畜生、つまり動物の事なのですが、かわいいペットを飼っておられる方からは「悪く言うなんて動物差別だ!」と言う声も聞こえてきそうです。
確かにそういうふうに捉えられがちですが、動物の性質、生態などを深く見ていくと何となくわかっていただけるかと思います。
まず、どういう魂が畜生道に生まれ落ちるかと言うと、本能の赴くまま食欲、淫欲、睡眠欲に遅れたり、愚痴や妬みが強かったり、ときには暴力で他の物を傷つけたりする者たちが該当するようです。
素行の悪い集団、昔で言う山賊や海賊とか、ネチネチと人の悪口ばかりを口にして狭い世界に固執している人などが容易に想像できますね。
執着が強いと言う点では餓鬼界と共通しているところも多いですが、軽度なものがこの畜生道に堕ちるようです。
愚痴の多いものは蟻や蛆となり蠢き続け、妬みや嫉妬の強いものは蛇やサソリとなって毒を持ち地を這いまわる。
淫欲に溺れた者は無知の生涯をおくり、暴力にモノを言わせて悪行を働いた者は終わりの無い食うか食われるかの厳しい世界で怯えながら暮らす、といった具合でしょうか。
この世で作った因果によってまだまだ多種多様な世界が展開するのですが、ここでは書ききれないので割愛させていただきます。
地獄や餓鬼界に比べて畜生道は、人間界とほぼ同じ場所にありますので一生も短く、また人間界を目の当たりにして目標を持ちやすかったり、または愚か者を反面教師として自己反省したりと、上へのステップに足をかけやすいかとは思いますが、まだまだ上がるには何回も転生して魂を磨かねばなりませんので大変です。

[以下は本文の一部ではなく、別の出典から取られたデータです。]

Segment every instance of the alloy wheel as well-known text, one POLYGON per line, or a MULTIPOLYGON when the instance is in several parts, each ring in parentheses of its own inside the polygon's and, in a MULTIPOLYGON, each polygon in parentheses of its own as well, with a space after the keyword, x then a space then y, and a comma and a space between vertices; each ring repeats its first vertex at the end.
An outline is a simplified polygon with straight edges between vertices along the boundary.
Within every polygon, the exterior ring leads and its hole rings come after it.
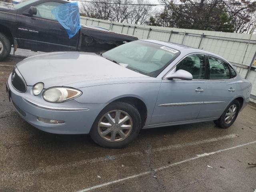
POLYGON ((237 107, 236 105, 232 105, 227 111, 225 116, 225 122, 226 124, 229 124, 236 116, 237 107))
POLYGON ((104 140, 118 142, 127 138, 132 129, 132 120, 129 114, 121 110, 114 110, 104 114, 100 119, 98 131, 104 140))

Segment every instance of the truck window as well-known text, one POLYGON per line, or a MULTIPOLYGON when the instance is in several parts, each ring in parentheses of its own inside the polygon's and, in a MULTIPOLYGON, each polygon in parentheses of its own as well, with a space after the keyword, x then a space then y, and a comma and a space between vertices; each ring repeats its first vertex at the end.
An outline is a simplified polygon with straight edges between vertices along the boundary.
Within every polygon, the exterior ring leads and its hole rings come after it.
POLYGON ((18 3, 14 5, 13 8, 16 9, 19 9, 20 8, 23 7, 24 6, 28 5, 30 3, 33 3, 37 1, 38 0, 29 0, 28 1, 24 1, 22 3, 18 3))
POLYGON ((55 17, 52 14, 52 10, 62 3, 57 2, 46 2, 36 6, 37 10, 36 16, 44 19, 56 20, 55 17))

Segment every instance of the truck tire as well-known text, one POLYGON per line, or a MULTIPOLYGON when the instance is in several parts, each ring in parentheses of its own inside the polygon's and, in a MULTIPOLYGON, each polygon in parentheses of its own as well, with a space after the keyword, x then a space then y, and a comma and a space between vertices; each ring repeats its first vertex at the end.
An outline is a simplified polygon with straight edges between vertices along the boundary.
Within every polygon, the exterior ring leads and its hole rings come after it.
POLYGON ((6 58, 11 52, 11 45, 8 38, 0 33, 0 61, 6 58))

こうやって見てみると、人間界が如何に恵まれていて、かつ貴重な期間かお分かりいただけるかと思います。
時間、人から受けた恩、縁、他の者や生き物や自然、見守ってくださっているご先祖様やご神仏様の愛を大切に生きていきたいですね。
私も頑張らねば。
次回は修羅道についてお話ししたいと思います。